Which is all very well, but suppose we have three masses, or four? M, m and M’, m” for example. If we happened to drop an apple (mass = m) between the moon (mass = M*) and the Earth (mass = M), how exactly, and where exactly, would it fall? How do we add an extra mass into the equation?
It is one of those problems that can seem far removed from your coffee cup, but in fact, the connection is quite close.
NASA, ESA, M. Robberto ( Space Telescope Science Institute/ESA) and the Hubble Space Telescope Orion Treasury Project Team
But although you may not often drop an apple somewhere between the Earth and the Moon, the question became relevant recently when astronomers observed a dusty disc, the sort of environment that is capable of planet formation, surrounding a three star system.
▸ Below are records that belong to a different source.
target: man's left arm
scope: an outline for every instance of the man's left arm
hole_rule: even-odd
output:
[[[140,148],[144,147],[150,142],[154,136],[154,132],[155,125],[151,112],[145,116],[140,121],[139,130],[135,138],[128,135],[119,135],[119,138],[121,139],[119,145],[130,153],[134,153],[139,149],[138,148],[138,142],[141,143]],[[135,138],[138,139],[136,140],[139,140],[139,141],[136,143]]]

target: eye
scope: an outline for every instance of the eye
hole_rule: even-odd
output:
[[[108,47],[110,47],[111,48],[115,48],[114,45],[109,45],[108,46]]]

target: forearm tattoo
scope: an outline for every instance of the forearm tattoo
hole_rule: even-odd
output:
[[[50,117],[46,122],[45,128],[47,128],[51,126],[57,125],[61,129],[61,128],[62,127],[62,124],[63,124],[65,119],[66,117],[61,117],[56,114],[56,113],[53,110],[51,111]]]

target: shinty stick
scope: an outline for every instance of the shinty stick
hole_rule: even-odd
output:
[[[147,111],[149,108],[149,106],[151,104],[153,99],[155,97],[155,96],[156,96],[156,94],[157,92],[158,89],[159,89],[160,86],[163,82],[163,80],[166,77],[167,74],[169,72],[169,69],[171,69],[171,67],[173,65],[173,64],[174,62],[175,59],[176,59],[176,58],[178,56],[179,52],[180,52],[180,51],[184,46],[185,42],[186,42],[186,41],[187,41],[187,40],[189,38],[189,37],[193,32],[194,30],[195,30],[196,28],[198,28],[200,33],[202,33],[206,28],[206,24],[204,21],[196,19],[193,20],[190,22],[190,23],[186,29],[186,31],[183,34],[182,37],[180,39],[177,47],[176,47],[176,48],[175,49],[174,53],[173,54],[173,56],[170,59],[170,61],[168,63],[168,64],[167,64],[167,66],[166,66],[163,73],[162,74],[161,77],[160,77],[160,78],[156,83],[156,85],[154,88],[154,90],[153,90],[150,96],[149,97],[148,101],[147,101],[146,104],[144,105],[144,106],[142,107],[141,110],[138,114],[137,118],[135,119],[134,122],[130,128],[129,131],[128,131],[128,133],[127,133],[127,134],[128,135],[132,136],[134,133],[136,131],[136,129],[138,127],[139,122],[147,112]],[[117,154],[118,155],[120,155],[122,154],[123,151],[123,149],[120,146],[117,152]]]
The stars are found in the constellation Orion, which is visible in the evening at this time of year (autumn/winter) from the Northern Hemisphere.
Although these dusty discs are thought to be a host to planetary formation, astronomers have yet to observe any planets actually forming out of the dust. It is thought that in some cases, the gravitational perturbations caused by multiple stars at the heart of the dust clouds could lead to the formation of planets. And so the system in Orion, with three stars in the centre of the dust cloud was perfect to observe the effect of the three stars on the integrity of the disc. Over 11 years, the astronomers recorded the system and then included modelling into understanding how the planetary disc was breaking up. But of course, to do this, they would have needed to understand how the gravitational force is affected by having 3 or more interacting masses.
To solve the problem requires mathematical functions known as a “Bessel functions”. These functions were first described by the astronomer Friedrich Wilhelm Bessel in 1817 who used them for exactly this sort of problem. But they don’t just apply to describing the gravity between three or more objects. They can be used amongst other things to understand heat transfer, to model the microwave fields in a microwave oven and to understand vibrations on your coffee.
Because when you see a series of concentric circles on the surface of your coffee where the table underneath the cup is vibrating, or when you see more complex patterns as you drive a take away cup over a rough table surface, these patterns can be described using exactly the same Bessel functions as would have been used to model the star system in Orion.
And so there is a direct link between the maths describing the planetary formation in a star system visible in our night sky and the patterns of your coffee cup. But if you want to drink your coffee while gazing at Orion, you may want to stick to decaff, or wake before dawn.